Degregori's education at B&E helped pave the way for his success. He said he thoroughly enjoyed his coursework, particularly classes with Dr. Kleist and Dr. Graham Peace.
"Dr. Peace is a great professor that really cares about the students, and Dr. Kleist has been great, so very supportive. She's a sharp lady," he said. "They've been (at B&E) for a while. When I was there, it was in the very early stages of the MIS program and I learned so much from them. I loved every minute of it."
"The information (I learned) in Dr. Peace's systems development class, I still use it now. I did a presentation to the MIS students last year and I talked about this particular course and how I always go back to it at work. When I teach my (employees), I go back to what I learned at B&E. It's exactly what I use," he said.
Today, Degregori continues his relationship with WVU. He presents to MIS classes and provides feedback to MIS faculty including Professor Dr. Nanda Surendra.

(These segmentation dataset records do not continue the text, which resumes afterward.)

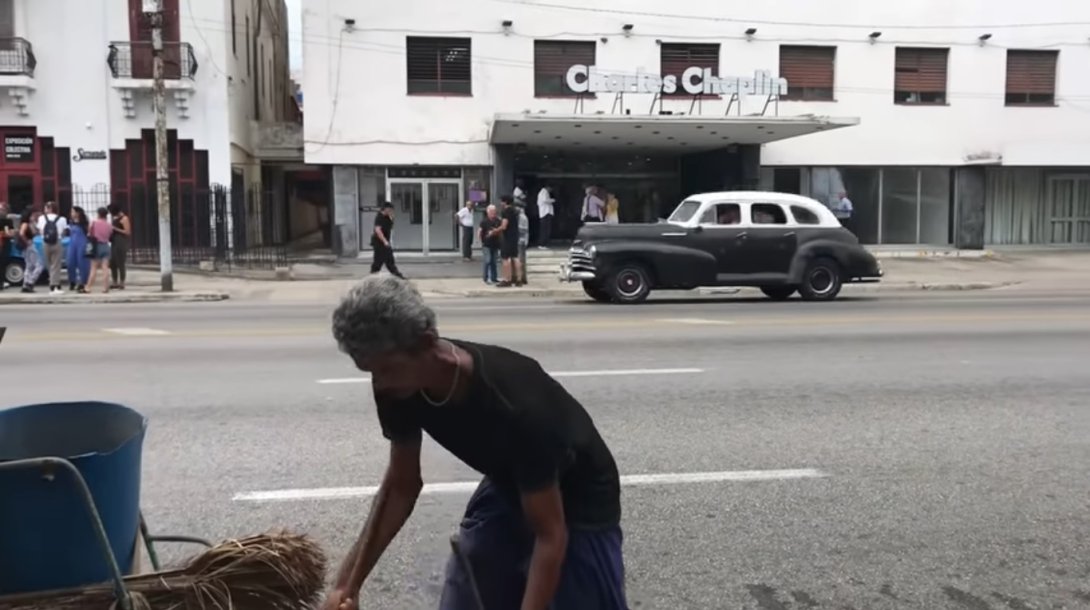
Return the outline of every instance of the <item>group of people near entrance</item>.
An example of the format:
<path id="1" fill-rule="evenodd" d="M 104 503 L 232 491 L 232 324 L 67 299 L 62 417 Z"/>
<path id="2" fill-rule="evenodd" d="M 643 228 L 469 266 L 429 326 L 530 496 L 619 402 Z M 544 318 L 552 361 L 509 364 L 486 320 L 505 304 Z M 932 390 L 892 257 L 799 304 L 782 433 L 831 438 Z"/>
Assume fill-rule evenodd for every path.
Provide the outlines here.
<path id="1" fill-rule="evenodd" d="M 73 207 L 65 217 L 55 202 L 47 202 L 41 208 L 26 208 L 17 221 L 12 218 L 8 204 L 0 202 L 0 272 L 9 268 L 13 256 L 21 255 L 22 292 L 35 292 L 47 270 L 51 294 L 64 292 L 65 274 L 70 291 L 85 293 L 99 277 L 102 292 L 124 290 L 132 225 L 119 206 L 100 207 L 90 219 L 82 207 Z M 40 251 L 35 245 L 39 239 Z M 4 288 L 7 277 L 0 277 L 0 290 Z"/>

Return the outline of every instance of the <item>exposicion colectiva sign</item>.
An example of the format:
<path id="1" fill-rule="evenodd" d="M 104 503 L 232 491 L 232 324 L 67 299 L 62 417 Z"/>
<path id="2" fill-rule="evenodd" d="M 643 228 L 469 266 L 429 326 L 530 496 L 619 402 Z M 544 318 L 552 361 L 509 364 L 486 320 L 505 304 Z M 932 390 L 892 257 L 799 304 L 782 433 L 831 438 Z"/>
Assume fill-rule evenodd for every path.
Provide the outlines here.
<path id="1" fill-rule="evenodd" d="M 568 87 L 577 94 L 676 94 L 680 87 L 689 95 L 787 95 L 787 78 L 774 78 L 766 70 L 752 77 L 715 76 L 710 68 L 687 68 L 680 75 L 652 74 L 639 70 L 635 74 L 610 74 L 596 66 L 576 64 L 568 69 Z"/>

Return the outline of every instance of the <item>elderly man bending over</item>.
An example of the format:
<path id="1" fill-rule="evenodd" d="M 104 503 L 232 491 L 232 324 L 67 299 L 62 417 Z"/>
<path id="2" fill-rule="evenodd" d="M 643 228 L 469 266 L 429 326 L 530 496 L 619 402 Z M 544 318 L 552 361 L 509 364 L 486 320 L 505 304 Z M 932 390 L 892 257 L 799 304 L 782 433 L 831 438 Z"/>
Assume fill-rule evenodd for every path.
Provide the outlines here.
<path id="1" fill-rule="evenodd" d="M 591 416 L 536 361 L 440 338 L 420 293 L 385 274 L 349 292 L 332 330 L 371 373 L 390 461 L 326 609 L 359 608 L 364 580 L 412 513 L 422 432 L 484 475 L 460 537 L 485 608 L 627 609 L 617 465 Z M 456 557 L 439 608 L 477 610 Z"/>

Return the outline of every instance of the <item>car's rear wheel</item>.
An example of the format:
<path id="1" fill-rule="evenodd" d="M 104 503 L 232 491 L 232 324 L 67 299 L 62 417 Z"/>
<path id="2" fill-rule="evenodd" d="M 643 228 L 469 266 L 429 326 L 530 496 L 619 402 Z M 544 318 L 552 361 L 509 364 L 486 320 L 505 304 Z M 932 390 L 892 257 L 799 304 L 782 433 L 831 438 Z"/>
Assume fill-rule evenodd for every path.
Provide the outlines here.
<path id="1" fill-rule="evenodd" d="M 773 301 L 787 301 L 796 290 L 795 286 L 761 286 L 761 292 Z"/>
<path id="2" fill-rule="evenodd" d="M 634 263 L 620 265 L 609 276 L 606 291 L 614 303 L 625 305 L 642 303 L 651 294 L 651 274 L 643 266 Z"/>
<path id="3" fill-rule="evenodd" d="M 583 282 L 583 292 L 586 293 L 586 296 L 590 296 L 598 303 L 609 303 L 613 301 L 609 293 L 594 282 Z"/>
<path id="4" fill-rule="evenodd" d="M 22 260 L 9 260 L 2 271 L 4 282 L 12 285 L 23 285 L 23 273 L 25 271 Z"/>
<path id="5" fill-rule="evenodd" d="M 807 266 L 799 284 L 803 301 L 833 301 L 844 288 L 840 266 L 832 258 L 815 258 Z"/>

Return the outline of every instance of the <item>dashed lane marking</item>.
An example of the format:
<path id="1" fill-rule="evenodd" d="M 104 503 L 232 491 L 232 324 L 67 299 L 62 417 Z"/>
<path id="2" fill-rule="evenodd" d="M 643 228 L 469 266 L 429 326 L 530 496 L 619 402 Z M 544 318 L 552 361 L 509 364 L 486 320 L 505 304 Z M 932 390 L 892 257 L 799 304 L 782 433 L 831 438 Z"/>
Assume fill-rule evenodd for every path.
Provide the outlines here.
<path id="1" fill-rule="evenodd" d="M 650 487 L 664 485 L 693 485 L 706 483 L 752 483 L 762 480 L 790 480 L 824 478 L 828 475 L 814 468 L 783 471 L 723 471 L 713 473 L 662 473 L 626 475 L 620 477 L 625 487 Z M 443 493 L 472 493 L 479 481 L 431 483 L 421 490 L 423 496 Z M 310 489 L 276 489 L 270 491 L 241 491 L 232 498 L 235 502 L 293 502 L 301 500 L 339 500 L 346 498 L 370 498 L 378 492 L 378 486 L 367 487 L 317 487 Z"/>

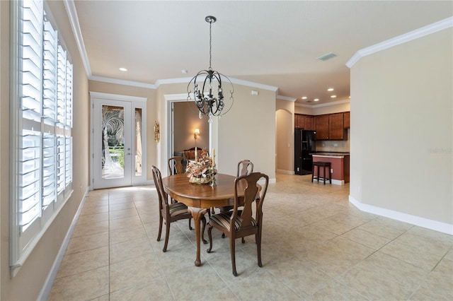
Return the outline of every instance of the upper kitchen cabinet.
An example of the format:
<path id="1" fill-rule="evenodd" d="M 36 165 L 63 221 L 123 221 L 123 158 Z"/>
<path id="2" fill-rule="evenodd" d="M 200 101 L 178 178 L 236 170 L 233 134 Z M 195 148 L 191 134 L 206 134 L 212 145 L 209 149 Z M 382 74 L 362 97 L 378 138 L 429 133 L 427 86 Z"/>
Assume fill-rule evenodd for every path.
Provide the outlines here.
<path id="1" fill-rule="evenodd" d="M 308 131 L 315 131 L 314 126 L 314 116 L 306 115 L 305 116 L 305 127 L 304 129 Z"/>
<path id="2" fill-rule="evenodd" d="M 300 114 L 294 114 L 294 127 L 296 129 L 304 129 L 305 126 L 305 115 Z"/>
<path id="3" fill-rule="evenodd" d="M 328 140 L 348 139 L 343 121 L 343 113 L 335 113 L 328 115 Z"/>
<path id="4" fill-rule="evenodd" d="M 302 114 L 294 114 L 294 127 L 309 131 L 314 131 L 314 117 Z"/>
<path id="5" fill-rule="evenodd" d="M 329 115 L 314 117 L 316 140 L 329 140 Z"/>
<path id="6" fill-rule="evenodd" d="M 345 129 L 349 129 L 350 127 L 350 112 L 344 112 L 344 115 L 343 115 L 343 128 Z"/>

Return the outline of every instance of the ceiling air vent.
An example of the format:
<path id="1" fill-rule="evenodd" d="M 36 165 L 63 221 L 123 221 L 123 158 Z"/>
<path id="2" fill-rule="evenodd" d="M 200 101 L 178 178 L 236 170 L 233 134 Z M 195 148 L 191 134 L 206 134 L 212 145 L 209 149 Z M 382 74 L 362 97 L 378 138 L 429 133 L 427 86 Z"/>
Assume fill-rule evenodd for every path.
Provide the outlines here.
<path id="1" fill-rule="evenodd" d="M 328 59 L 331 59 L 333 57 L 335 57 L 337 55 L 336 54 L 334 54 L 333 52 L 329 52 L 328 54 L 326 54 L 324 55 L 322 55 L 322 56 L 319 57 L 318 58 L 318 59 L 320 60 L 320 61 L 327 61 Z"/>

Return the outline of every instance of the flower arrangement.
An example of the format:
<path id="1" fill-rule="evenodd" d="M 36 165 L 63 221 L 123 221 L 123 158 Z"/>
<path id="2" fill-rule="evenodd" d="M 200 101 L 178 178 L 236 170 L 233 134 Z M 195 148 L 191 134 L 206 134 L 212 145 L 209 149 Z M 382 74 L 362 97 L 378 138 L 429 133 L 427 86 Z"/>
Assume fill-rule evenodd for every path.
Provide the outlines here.
<path id="1" fill-rule="evenodd" d="M 202 152 L 201 155 L 195 158 L 195 160 L 190 160 L 185 169 L 189 182 L 197 184 L 210 183 L 217 172 L 215 165 L 206 151 Z"/>

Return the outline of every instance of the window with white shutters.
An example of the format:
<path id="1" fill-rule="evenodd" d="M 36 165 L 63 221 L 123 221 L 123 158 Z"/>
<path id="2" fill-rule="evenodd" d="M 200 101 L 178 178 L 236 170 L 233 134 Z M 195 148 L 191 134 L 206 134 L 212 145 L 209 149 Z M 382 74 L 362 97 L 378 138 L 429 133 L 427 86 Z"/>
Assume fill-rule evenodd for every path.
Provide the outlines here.
<path id="1" fill-rule="evenodd" d="M 11 6 L 13 276 L 72 192 L 73 66 L 42 1 Z"/>

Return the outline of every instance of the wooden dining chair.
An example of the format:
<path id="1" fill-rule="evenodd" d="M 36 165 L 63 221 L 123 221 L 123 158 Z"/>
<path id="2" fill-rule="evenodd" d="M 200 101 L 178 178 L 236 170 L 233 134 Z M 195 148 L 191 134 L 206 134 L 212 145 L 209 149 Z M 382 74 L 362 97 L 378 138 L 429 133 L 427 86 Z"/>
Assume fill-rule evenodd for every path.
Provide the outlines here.
<path id="1" fill-rule="evenodd" d="M 264 180 L 264 184 L 258 182 Z M 239 196 L 239 184 L 241 181 L 246 182 L 243 190 L 243 197 Z M 234 206 L 231 211 L 221 212 L 211 216 L 207 224 L 207 235 L 210 240 L 210 247 L 207 250 L 210 253 L 212 249 L 212 228 L 215 228 L 224 233 L 229 238 L 230 256 L 233 275 L 238 275 L 236 270 L 236 238 L 255 235 L 256 242 L 256 253 L 258 266 L 263 266 L 261 262 L 261 233 L 263 230 L 263 203 L 268 190 L 269 177 L 260 172 L 252 172 L 250 175 L 238 177 L 234 180 Z M 258 202 L 256 211 L 253 215 L 252 206 Z M 242 207 L 239 214 L 239 208 Z"/>
<path id="2" fill-rule="evenodd" d="M 184 165 L 183 163 L 183 160 L 185 160 L 185 159 L 184 157 L 180 155 L 176 155 L 168 159 L 168 172 L 170 172 L 170 175 L 184 173 Z M 171 203 L 176 203 L 176 201 L 171 199 Z M 189 229 L 193 230 L 190 225 L 191 220 L 192 218 L 189 218 Z"/>
<path id="3" fill-rule="evenodd" d="M 250 160 L 243 160 L 238 163 L 236 177 L 249 175 L 253 172 L 253 163 Z"/>
<path id="4" fill-rule="evenodd" d="M 154 185 L 156 185 L 156 190 L 157 191 L 157 195 L 159 196 L 159 235 L 157 235 L 157 241 L 161 240 L 161 235 L 162 233 L 162 224 L 164 220 L 165 220 L 165 243 L 164 244 L 164 249 L 162 251 L 164 252 L 167 251 L 167 245 L 168 244 L 168 236 L 170 235 L 170 225 L 173 222 L 176 220 L 188 219 L 190 227 L 190 219 L 192 218 L 192 214 L 188 212 L 187 206 L 183 203 L 168 203 L 168 196 L 164 191 L 164 186 L 162 184 L 162 175 L 161 171 L 156 166 L 151 167 L 153 172 L 153 179 L 154 179 Z M 203 225 L 202 228 L 202 238 L 205 233 L 205 228 L 206 227 L 206 218 L 203 217 L 202 220 Z M 204 240 L 204 239 L 203 239 Z"/>

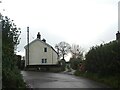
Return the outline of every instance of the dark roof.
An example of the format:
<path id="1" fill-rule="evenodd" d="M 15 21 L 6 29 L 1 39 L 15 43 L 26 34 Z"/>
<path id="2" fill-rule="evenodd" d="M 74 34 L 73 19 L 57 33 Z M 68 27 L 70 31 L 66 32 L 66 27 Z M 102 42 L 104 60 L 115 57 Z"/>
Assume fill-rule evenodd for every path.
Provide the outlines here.
<path id="1" fill-rule="evenodd" d="M 44 41 L 42 41 L 42 40 L 40 40 L 40 39 L 38 39 L 38 38 L 36 38 L 36 39 L 33 40 L 32 42 L 30 42 L 29 45 L 31 45 L 31 44 L 34 43 L 35 41 L 40 41 L 41 43 L 47 45 L 48 47 L 52 48 L 53 51 L 55 51 L 55 49 L 54 49 L 51 45 L 47 44 L 46 42 L 44 42 Z M 24 48 L 26 49 L 27 46 L 28 46 L 28 45 L 26 45 Z M 56 52 L 56 51 L 55 51 L 55 52 Z M 56 52 L 56 53 L 57 53 L 57 52 Z M 58 53 L 57 53 L 57 54 L 58 54 Z"/>

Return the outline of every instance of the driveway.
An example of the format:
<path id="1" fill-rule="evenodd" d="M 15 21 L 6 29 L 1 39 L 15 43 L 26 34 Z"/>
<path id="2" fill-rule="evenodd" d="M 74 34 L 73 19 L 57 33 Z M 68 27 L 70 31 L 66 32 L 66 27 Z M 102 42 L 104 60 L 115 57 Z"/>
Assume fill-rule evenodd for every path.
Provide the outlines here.
<path id="1" fill-rule="evenodd" d="M 64 73 L 21 71 L 31 88 L 108 88 L 95 81 Z"/>

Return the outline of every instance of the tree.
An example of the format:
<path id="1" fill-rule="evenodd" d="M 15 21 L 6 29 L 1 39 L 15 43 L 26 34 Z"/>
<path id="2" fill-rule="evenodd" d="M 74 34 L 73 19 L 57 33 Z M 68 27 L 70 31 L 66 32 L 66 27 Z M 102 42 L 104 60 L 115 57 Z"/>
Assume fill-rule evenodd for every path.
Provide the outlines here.
<path id="1" fill-rule="evenodd" d="M 72 58 L 80 58 L 81 60 L 83 59 L 83 49 L 79 45 L 73 44 L 70 52 L 72 54 Z"/>
<path id="2" fill-rule="evenodd" d="M 59 58 L 65 59 L 65 55 L 67 55 L 70 51 L 70 45 L 66 42 L 60 42 L 56 44 L 55 48 L 57 49 Z"/>
<path id="3" fill-rule="evenodd" d="M 71 46 L 70 52 L 72 54 L 72 57 L 70 58 L 70 66 L 72 69 L 80 69 L 80 65 L 83 61 L 83 49 L 76 44 L 73 44 Z"/>
<path id="4" fill-rule="evenodd" d="M 2 18 L 2 88 L 25 87 L 18 70 L 15 50 L 19 44 L 20 29 L 8 17 Z"/>

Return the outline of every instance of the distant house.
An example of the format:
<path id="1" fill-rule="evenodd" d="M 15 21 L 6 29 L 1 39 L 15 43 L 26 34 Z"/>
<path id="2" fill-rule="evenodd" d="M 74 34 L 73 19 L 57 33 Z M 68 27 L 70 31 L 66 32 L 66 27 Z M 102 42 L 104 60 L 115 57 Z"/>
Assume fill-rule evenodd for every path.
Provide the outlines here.
<path id="1" fill-rule="evenodd" d="M 29 48 L 28 48 L 29 46 Z M 58 54 L 52 46 L 41 40 L 40 33 L 37 38 L 25 47 L 26 66 L 53 66 L 58 64 Z"/>

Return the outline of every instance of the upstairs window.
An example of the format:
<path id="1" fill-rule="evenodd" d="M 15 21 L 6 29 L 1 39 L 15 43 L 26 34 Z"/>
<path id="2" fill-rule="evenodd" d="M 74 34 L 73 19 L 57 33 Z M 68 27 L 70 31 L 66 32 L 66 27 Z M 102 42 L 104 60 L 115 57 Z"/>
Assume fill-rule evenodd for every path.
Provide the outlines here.
<path id="1" fill-rule="evenodd" d="M 44 48 L 44 52 L 47 52 L 47 48 Z"/>
<path id="2" fill-rule="evenodd" d="M 47 63 L 47 59 L 42 59 L 42 63 Z"/>

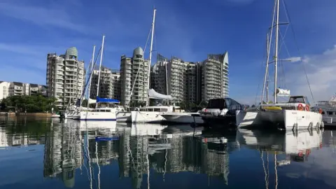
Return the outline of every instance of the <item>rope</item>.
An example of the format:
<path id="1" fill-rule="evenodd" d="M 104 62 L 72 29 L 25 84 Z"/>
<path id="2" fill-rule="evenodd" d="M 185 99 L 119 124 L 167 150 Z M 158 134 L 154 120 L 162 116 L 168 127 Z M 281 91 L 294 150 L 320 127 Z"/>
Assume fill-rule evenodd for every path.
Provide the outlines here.
<path id="1" fill-rule="evenodd" d="M 294 32 L 294 28 L 293 27 L 293 24 L 291 24 L 291 22 L 290 22 L 290 18 L 289 14 L 288 14 L 288 10 L 287 9 L 287 5 L 286 4 L 285 0 L 283 1 L 283 3 L 284 3 L 284 6 L 285 10 L 286 10 L 286 14 L 287 15 L 287 18 L 288 19 L 289 22 L 290 23 L 290 29 L 291 29 L 293 34 L 294 36 L 294 42 L 295 43 L 296 48 L 298 48 L 298 51 L 299 52 L 299 56 L 300 56 L 300 57 L 302 57 L 301 56 L 301 52 L 300 50 L 299 46 L 298 46 L 298 41 L 296 39 L 295 33 Z M 300 58 L 300 60 L 302 62 L 301 58 Z M 312 88 L 310 87 L 310 83 L 309 83 L 309 80 L 308 79 L 308 76 L 307 76 L 306 66 L 304 66 L 304 63 L 302 64 L 302 65 L 303 65 L 303 70 L 304 71 L 304 75 L 306 76 L 307 83 L 308 83 L 308 86 L 309 87 L 310 94 L 312 94 L 312 98 L 313 99 L 314 104 L 316 104 L 315 103 L 315 99 L 314 99 L 313 92 L 312 91 Z"/>

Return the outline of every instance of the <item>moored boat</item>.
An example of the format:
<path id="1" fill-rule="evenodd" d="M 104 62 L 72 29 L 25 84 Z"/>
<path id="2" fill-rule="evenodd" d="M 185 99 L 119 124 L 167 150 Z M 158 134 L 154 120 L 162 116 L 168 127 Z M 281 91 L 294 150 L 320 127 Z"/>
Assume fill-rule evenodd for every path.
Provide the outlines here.
<path id="1" fill-rule="evenodd" d="M 279 58 L 279 39 L 284 38 L 284 36 L 279 37 L 279 25 L 284 23 L 279 22 L 279 1 L 280 0 L 276 0 L 274 2 L 272 20 L 274 22 L 269 29 L 270 34 L 267 34 L 266 69 L 260 105 L 255 110 L 237 111 L 236 124 L 238 127 L 260 128 L 262 127 L 263 128 L 276 128 L 286 130 L 323 127 L 324 123 L 322 121 L 321 114 L 310 110 L 310 104 L 306 97 L 290 96 L 289 90 L 278 88 L 277 66 L 278 62 L 282 61 Z M 273 33 L 275 33 L 274 40 L 275 44 L 272 43 Z M 271 36 L 270 38 L 269 36 Z M 275 49 L 271 50 L 273 46 Z M 271 55 L 271 52 L 274 52 L 274 54 Z M 272 62 L 270 57 L 274 59 Z M 285 61 L 288 60 L 285 59 Z M 270 78 L 268 69 L 270 64 L 274 64 L 274 98 L 273 102 L 268 101 L 268 78 Z M 265 91 L 266 91 L 266 102 L 264 102 Z M 289 97 L 289 101 L 284 103 L 278 102 L 278 97 L 280 96 Z"/>

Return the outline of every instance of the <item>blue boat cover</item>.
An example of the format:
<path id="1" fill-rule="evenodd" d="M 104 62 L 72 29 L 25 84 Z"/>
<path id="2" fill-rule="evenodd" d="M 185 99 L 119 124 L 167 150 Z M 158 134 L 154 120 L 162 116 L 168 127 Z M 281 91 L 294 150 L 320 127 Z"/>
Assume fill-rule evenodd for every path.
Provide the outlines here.
<path id="1" fill-rule="evenodd" d="M 97 97 L 97 102 L 120 103 L 117 99 Z"/>

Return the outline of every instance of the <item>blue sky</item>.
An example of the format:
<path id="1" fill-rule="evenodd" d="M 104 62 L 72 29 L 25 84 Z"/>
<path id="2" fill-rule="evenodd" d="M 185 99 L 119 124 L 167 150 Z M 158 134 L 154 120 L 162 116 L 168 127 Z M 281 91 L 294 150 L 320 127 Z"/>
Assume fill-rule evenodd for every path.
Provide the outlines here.
<path id="1" fill-rule="evenodd" d="M 88 63 L 92 46 L 100 46 L 103 34 L 106 35 L 103 64 L 119 69 L 120 55 L 130 56 L 134 48 L 145 46 L 155 7 L 155 50 L 185 61 L 202 61 L 209 53 L 227 50 L 230 95 L 253 104 L 255 96 L 260 95 L 258 86 L 262 84 L 261 63 L 273 3 L 272 0 L 0 0 L 3 26 L 0 80 L 44 84 L 48 52 L 62 54 L 67 48 L 76 46 L 80 59 Z M 293 94 L 310 97 L 302 71 L 305 64 L 315 100 L 328 99 L 336 85 L 336 26 L 332 24 L 336 1 L 286 3 L 300 50 L 299 53 L 288 29 L 289 41 L 286 41 L 288 55 L 302 56 L 304 63 L 286 63 L 286 80 L 281 82 Z"/>

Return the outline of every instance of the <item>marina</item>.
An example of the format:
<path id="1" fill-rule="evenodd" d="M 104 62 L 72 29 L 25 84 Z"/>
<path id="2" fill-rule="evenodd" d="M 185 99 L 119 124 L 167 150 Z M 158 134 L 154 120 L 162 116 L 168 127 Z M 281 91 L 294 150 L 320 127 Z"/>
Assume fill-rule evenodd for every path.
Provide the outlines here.
<path id="1" fill-rule="evenodd" d="M 336 188 L 336 1 L 5 1 L 0 189 Z"/>
<path id="2" fill-rule="evenodd" d="M 0 117 L 0 126 L 1 166 L 18 165 L 7 172 L 10 181 L 1 179 L 0 188 L 22 184 L 158 188 L 182 186 L 188 179 L 194 180 L 189 183 L 192 187 L 241 188 L 246 187 L 241 176 L 263 187 L 316 187 L 316 181 L 323 188 L 335 187 L 328 180 L 335 172 L 328 168 L 333 165 L 333 130 L 218 132 L 183 125 L 22 116 Z M 27 172 L 29 176 L 14 176 Z"/>

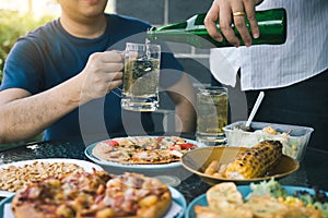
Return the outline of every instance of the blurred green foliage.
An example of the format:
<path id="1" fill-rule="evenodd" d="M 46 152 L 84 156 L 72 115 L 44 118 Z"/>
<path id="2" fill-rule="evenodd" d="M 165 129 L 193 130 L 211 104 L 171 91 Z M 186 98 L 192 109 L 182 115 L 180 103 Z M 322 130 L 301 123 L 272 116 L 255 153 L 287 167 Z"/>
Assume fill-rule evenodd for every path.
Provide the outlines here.
<path id="1" fill-rule="evenodd" d="M 0 82 L 5 58 L 16 39 L 54 19 L 54 16 L 34 19 L 31 14 L 0 10 Z"/>

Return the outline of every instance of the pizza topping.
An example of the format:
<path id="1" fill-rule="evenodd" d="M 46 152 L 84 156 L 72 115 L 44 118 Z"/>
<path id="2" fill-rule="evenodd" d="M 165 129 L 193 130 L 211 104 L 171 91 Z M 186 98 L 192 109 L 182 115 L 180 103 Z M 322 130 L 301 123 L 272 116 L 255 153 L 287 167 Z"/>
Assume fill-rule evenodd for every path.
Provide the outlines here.
<path id="1" fill-rule="evenodd" d="M 108 146 L 108 143 L 113 142 L 115 146 Z M 101 142 L 95 145 L 92 153 L 103 160 L 144 165 L 179 161 L 185 153 L 194 148 L 197 148 L 196 144 L 178 136 L 134 136 Z"/>
<path id="2" fill-rule="evenodd" d="M 17 213 L 24 204 L 33 204 L 43 217 L 143 217 L 142 213 L 148 208 L 160 203 L 162 207 L 163 201 L 168 209 L 171 193 L 157 179 L 137 173 L 116 175 L 94 171 L 31 183 L 14 196 L 12 208 L 16 218 L 27 217 Z"/>

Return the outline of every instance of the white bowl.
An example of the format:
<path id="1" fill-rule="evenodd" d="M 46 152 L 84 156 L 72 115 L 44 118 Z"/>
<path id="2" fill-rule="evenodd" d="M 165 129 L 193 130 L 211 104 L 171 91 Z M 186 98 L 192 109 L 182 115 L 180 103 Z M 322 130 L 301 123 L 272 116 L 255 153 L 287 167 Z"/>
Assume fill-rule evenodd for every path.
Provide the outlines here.
<path id="1" fill-rule="evenodd" d="M 311 137 L 313 128 L 288 125 L 278 123 L 266 123 L 266 122 L 251 122 L 254 132 L 247 132 L 242 130 L 241 126 L 245 126 L 246 121 L 234 122 L 223 128 L 227 145 L 253 147 L 265 140 L 280 141 L 283 145 L 282 153 L 294 159 L 301 161 L 304 158 L 305 150 Z M 272 135 L 262 132 L 261 130 L 271 126 L 279 133 L 290 132 L 289 135 L 279 134 Z"/>

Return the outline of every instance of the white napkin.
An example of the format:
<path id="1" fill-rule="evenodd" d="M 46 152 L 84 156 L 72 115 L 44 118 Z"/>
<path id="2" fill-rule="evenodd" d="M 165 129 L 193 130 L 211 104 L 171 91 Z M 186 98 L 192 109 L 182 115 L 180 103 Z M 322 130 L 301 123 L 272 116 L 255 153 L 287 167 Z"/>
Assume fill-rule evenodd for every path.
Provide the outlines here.
<path id="1" fill-rule="evenodd" d="M 238 48 L 211 49 L 210 70 L 220 83 L 235 87 L 239 68 L 241 51 Z"/>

"I never had (Surendra) for class, but I very much communicated with him when trying
to incorporate some of the things I look for from a recruiting prospective. I'm
trying to hire some of the B&E students, and I want to make sure they know
the proper technologies. I've been talking to (the MIS) folks to incorporate those
technologies in their programming. I'm very excited to see how B&E is really
One final and most important piece of advice that Degregori offered to current students is something he learned from the McNair Scholarship Program: continue your education.
"If you have the chance, do it. Do it. Do it now."